After Ottawa, what? Follow Australia

19 Dec, 1997    ·   47

Alexander Downer spells out what needs to be done to rope in those who have chosen to remain outside the treaty


Excerpts from the statement by Alexander Downer, Australian Minister for Foreign Affairs to the Ministerial Treaty Signing Conference for the Convention on the Prohibition of the Use, Stockpiling, Production and Transfer of Anti-Personnel Landmines and on their Destruction.

 

 

3 December 1997, Ottawa, Canada

 

 

The challenge now will be to turn the powerful international norm established by the Ottawa Treaty into a universal one. A significant number of countries - including key landmine user and producer states - are currently outside the Ottawa Treaty and are likely to remain so for at least the medium term: some of them hold very deep-seated security-related concerns about abandoning landmines as a defensive weapon.

 

 

We must not end up with a permanent partial solution to the global landmines crisis.

 

 

Countries remaining outside the Ottawa Treaty must be engaged on the landmines ban issue at every available turn, including - obviously, but not only - through campaigning in favour of broader adherence to the Treaty.

 

 

In addition, the Conference on Disarmament remains the world’s primary global arms control negotiating forum. It should be tasked to contribute further - to international and human security in this area. Most importantly - the key countries outside the Ottawa Treaty are members of the Conference of Disarmament.
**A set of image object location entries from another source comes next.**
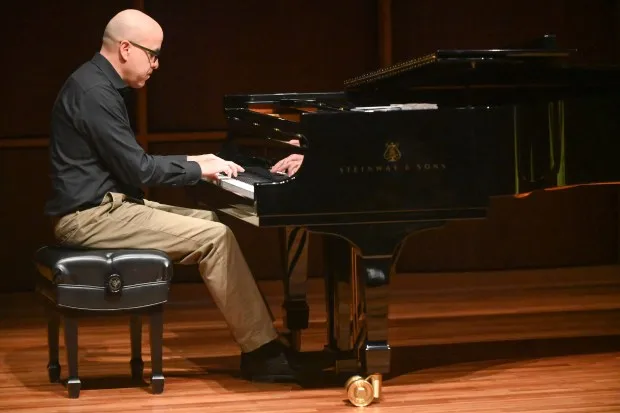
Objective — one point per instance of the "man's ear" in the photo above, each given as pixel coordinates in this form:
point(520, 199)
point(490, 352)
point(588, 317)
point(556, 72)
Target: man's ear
point(124, 50)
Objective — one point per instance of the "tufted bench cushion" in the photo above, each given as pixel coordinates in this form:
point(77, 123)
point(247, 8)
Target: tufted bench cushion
point(103, 280)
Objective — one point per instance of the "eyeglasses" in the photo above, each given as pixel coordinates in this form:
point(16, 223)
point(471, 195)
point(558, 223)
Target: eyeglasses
point(153, 54)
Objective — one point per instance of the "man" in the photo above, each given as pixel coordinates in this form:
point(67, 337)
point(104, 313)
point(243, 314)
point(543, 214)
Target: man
point(98, 169)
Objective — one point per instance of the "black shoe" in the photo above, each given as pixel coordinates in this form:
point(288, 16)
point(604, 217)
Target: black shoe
point(267, 364)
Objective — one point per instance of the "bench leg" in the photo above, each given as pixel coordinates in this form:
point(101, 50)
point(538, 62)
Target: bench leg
point(156, 340)
point(53, 332)
point(135, 331)
point(71, 343)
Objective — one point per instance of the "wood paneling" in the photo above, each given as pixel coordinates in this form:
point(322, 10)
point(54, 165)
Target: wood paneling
point(45, 42)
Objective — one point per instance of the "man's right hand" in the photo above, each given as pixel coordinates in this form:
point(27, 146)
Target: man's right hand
point(211, 167)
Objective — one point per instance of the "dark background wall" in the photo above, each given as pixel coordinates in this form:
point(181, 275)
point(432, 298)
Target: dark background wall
point(214, 48)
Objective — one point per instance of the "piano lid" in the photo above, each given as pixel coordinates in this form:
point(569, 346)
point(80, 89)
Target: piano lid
point(485, 75)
Australia is redoubling its efforts in that forum so that negotiations on the landmines ban issue get underway in 1998. I urge you to support that effort.

 

 

The ongoing review process of Protocol II to Inhumane Weapons Convention is another important forum where non-Ottawa Treaty states can be brought further along the road to a total ban, and I appeal to all the countries here to accede to the Convention or, in the case of existing states parties, to ratify revised Protocol II so that it enters into force as soon as possible.

 

 

Since May 1996, Australia has pledged over $19 million for de-mining and victim rehabilitation programs in Cambodia , Laos , Angola , Mozambique and Afghanistan . This level of expenditure placed us at the leading edge of global efforts to rid the most heavily infested countries.

 

 

Already a new Australian mine detector has been developed using breakthrough "multi-period sensing" technology - an electro-magnetic pulse that can distinguish between minerals in the soil and metal objects. This greatly enhances the detection capacity for mines - including low-metal-content mines - in mineralised and saline soils. It has been deployed with great success in Cambodia and trialled in other areas. I commend this technology to the international community.

 

 

The Australian Defence Science and Technology Organisation alone will spend $4 million over the next five years on further research into improved mine detection and neutralisation.